被我老公知道你就完了(2 / 2)

她抬起腿,变本加厉地缠绕住他的腰,眼神里满是恶意与挑逗:

“那你是谁?你为什么压在我身上,为什么在操我?……我告诉你,我有男人的。要是被我老公知道了,你可就全完了。”

她一边感受着体内那根因极度紧绷而再次跳动的粗硬,一边用最残忍的语气吐出最伤人的谎言:“他可比你强多了……他比你帅,比你活好。他比你……更懂得怎么疼我。”

她太了解他了,她知道他无法反驳,知道他只能眼睁睁地看着自己在他编织的幻象里,将他活生生凌迟成一个“奸夫”。

她凑到他已经红透的耳边,湿润的嘴唇轻咬着他的耳垂,发出一声声黏腻而凄婉的低哼:“老公……老公……救我……”

那是撒娇,是挑衅。带着一点点作恶的快乐。

她知道这个词是扎在他心口的一根刺,她就是要在这一刻狠狠地拨动它。

她要让他知道,她到底在渴望什么,又到底在失去什么。既然“名分”她注定得不到,那她就要拉着他一起,在那份求而不得的焦灼里反复煎熬。

杨晋言的反应比任何言语都要诚实。

他像是一头被激怒的困兽,动作变得愈发蛮横无理,每一次挺身撞击都像是要彻底堵住那张吐露禁忌的嘴。他俯下身死死吻住她,试图将那些荒诞的称呼全部吞入腹中。

“你不是我老公……我不让你射在里面。”芸芸在纠缠的间隙里佯装挣扎,破碎的嗓音里带着一丝病态的顽劣,“我不要做你的小孕妇……你走开。”

她的拳头一下又一下,毫无章法地捶打着他那汗湿且坚实的后背。杨晋言一言不发,回应她的是更深、更沉的禁锢。
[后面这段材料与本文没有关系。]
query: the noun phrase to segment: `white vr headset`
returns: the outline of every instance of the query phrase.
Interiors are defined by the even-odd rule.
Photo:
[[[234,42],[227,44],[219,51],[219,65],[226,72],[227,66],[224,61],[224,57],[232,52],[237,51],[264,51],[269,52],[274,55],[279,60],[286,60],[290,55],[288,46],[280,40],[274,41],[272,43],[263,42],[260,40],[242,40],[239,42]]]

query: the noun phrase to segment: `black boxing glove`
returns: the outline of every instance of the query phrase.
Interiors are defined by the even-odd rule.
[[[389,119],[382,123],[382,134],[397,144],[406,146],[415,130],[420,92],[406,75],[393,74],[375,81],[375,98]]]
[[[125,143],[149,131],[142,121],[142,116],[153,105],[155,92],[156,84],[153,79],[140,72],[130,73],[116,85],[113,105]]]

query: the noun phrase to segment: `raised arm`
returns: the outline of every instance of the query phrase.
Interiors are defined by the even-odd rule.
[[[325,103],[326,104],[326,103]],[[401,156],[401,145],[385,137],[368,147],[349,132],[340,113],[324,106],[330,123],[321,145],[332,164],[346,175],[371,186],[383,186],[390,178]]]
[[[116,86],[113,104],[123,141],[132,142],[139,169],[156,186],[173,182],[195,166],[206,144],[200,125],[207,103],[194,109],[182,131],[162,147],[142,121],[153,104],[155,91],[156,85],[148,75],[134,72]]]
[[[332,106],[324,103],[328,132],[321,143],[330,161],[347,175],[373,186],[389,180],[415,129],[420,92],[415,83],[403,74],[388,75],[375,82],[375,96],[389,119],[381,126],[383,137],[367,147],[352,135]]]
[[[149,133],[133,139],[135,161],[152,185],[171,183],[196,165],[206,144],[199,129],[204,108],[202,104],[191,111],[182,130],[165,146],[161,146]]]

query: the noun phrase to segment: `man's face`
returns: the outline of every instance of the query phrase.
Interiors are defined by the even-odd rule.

他宽大的手掌扣住她的后脑勺,将她的脸牢牢按在自己疯狂起伏的胸膛上。

在那方窒息的空间里,芸芸听见他的心脏在隆隆作响,像是密集的战鼓。他强有力的大腿前侧肌肉,随着每一次决绝的挺进,一下又一下重重地撞击着她已经酸软的臀肉。

就在那股汹涌的洪流即将决堤的一瞬间,杨晋言竟凭着最后一点近乎残忍的自制力,猛地拔了出来。

芸芸瞳孔微缩,眼睁睁地看着那股浓稠、滚烫的精液,顺着阴茎由于极度充血而翘起的狰狞弧度,在狭窄的半空中飞溅而出。它们毫无章法地打在两人凌乱堆迭的衣物上,在大衣的呢料和衬衫的丝绸间晕开一片斑驳。

一股浓郁、甚至带着侵略性的男性腥膻气味,瞬间在近乎缺氧的空间里炸裂开来。芸芸只觉得喉咙一阵紧缩,指尖死死抠住座椅的边缘,竟下意识地咽了咽口水。

然而,下一秒,他重新握住那根还在跳动、犹自滴落着白浊的肉棒,再度发狠地、深深地重新杵进了她潮热的身体。

剩下的残存精液被他带着尽数挤了进去,像是要将最后一口浓郁的馈赠,都喂进深处那张正诚实开合、贪婪索取的“小嘴”里。

在无声的颤抖中,他托住她的脸颊,给了一个深长而绝望的吻。直到最后一丝痉挛在空气中平复,他才缓缓松开她。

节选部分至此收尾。